Climate scientists have warned that these heat waves would begin affecting traditionally cool places. Now, it’s clear they’re here and that infrastructure needs major upgrades to withstand these new normals.
“Short term: we need to get people cooling resources—whether that be accessing cooling centers, AC technologies including batteries based on solar, and people to become more familiar with what is vulnerable near their homes,” said Shandas. “Medium-longer term, we need to prioritize historically marginalized populations in funding cooling systems, including the creation of codes that require developers to install cooling technologies into affordable buildings.”
Electricity, school systems, and other infrastructure must also be overhauled to withstand the pressures of our climate future, and it’s increasingly clear that the time to do so is now. American infrastructure currently has a C- grade from the American Society for Civil Engineers, and that’s even before accounting for the climate crisis is putting further stress on it. Jean Su, the energy justice program director at the Center for Biological Diversity, noted in an email that among other things, the heat wave—as well as other extreme weather catastrophes like the Texas blackout earlier this year—show the need to “rapidly transition off of fossil fuels and build a resilient energy system that starts with rooftop and community solar and storage.”

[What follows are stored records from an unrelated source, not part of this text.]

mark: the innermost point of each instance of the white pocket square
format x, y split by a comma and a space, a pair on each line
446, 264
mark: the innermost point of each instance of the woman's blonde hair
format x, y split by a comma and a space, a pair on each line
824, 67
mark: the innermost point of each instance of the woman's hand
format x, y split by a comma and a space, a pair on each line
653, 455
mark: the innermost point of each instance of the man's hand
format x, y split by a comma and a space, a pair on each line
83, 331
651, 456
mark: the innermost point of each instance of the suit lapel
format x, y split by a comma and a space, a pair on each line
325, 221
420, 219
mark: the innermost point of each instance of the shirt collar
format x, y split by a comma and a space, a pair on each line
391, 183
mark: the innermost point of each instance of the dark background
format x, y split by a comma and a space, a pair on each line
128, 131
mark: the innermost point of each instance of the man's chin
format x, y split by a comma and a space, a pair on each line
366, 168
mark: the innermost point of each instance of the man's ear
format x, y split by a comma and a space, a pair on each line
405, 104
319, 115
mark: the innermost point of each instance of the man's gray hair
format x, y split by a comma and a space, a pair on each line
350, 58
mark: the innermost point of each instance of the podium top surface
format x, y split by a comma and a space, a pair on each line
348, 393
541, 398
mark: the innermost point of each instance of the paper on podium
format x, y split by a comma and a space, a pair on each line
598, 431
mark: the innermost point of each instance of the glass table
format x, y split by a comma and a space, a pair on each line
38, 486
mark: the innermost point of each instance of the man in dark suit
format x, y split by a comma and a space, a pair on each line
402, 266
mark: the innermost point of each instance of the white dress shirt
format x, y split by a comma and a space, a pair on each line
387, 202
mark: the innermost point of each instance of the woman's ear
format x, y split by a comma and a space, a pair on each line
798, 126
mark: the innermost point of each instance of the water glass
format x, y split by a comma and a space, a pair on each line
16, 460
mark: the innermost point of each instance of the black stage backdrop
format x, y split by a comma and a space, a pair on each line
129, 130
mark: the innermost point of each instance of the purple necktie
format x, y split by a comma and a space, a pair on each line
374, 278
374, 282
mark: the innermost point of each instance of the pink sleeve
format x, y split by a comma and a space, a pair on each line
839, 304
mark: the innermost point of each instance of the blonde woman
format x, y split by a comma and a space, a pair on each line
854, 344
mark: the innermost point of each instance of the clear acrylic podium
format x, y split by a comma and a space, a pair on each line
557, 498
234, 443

Congress has a chance to make crucial investments to prepare infrastructure not just in the Northwest but across the country for the cliamte crisis in the coming infrastructure bill. But in negotiations, senators seem to be letting issues like climate adaptation fall by the wayside in favor of nebulous concepts like bipartisanship. On Monday, 500 youth activists with the Sunrise Movement and Rep. Jamaal Bowman rallied outside the White House to demand an infrastructure package that adequately addresses the changes needed to keep people safe in our changing climate.
“This is not a one-in-a-lifetime event,” Deepti Singh, assistant professor at Washington State University, Vancouver, said. “These are conditions that are likely to recur, potentially quite frequently, in our near future because of increasing global warming. ... So, our infrastructure development needs to account for the changing climate conditions and our communities, public officials and we as individual[s] need to be prepared to cope with severe heatwaves and other impacts of climate change that we are currently vulnerable to.”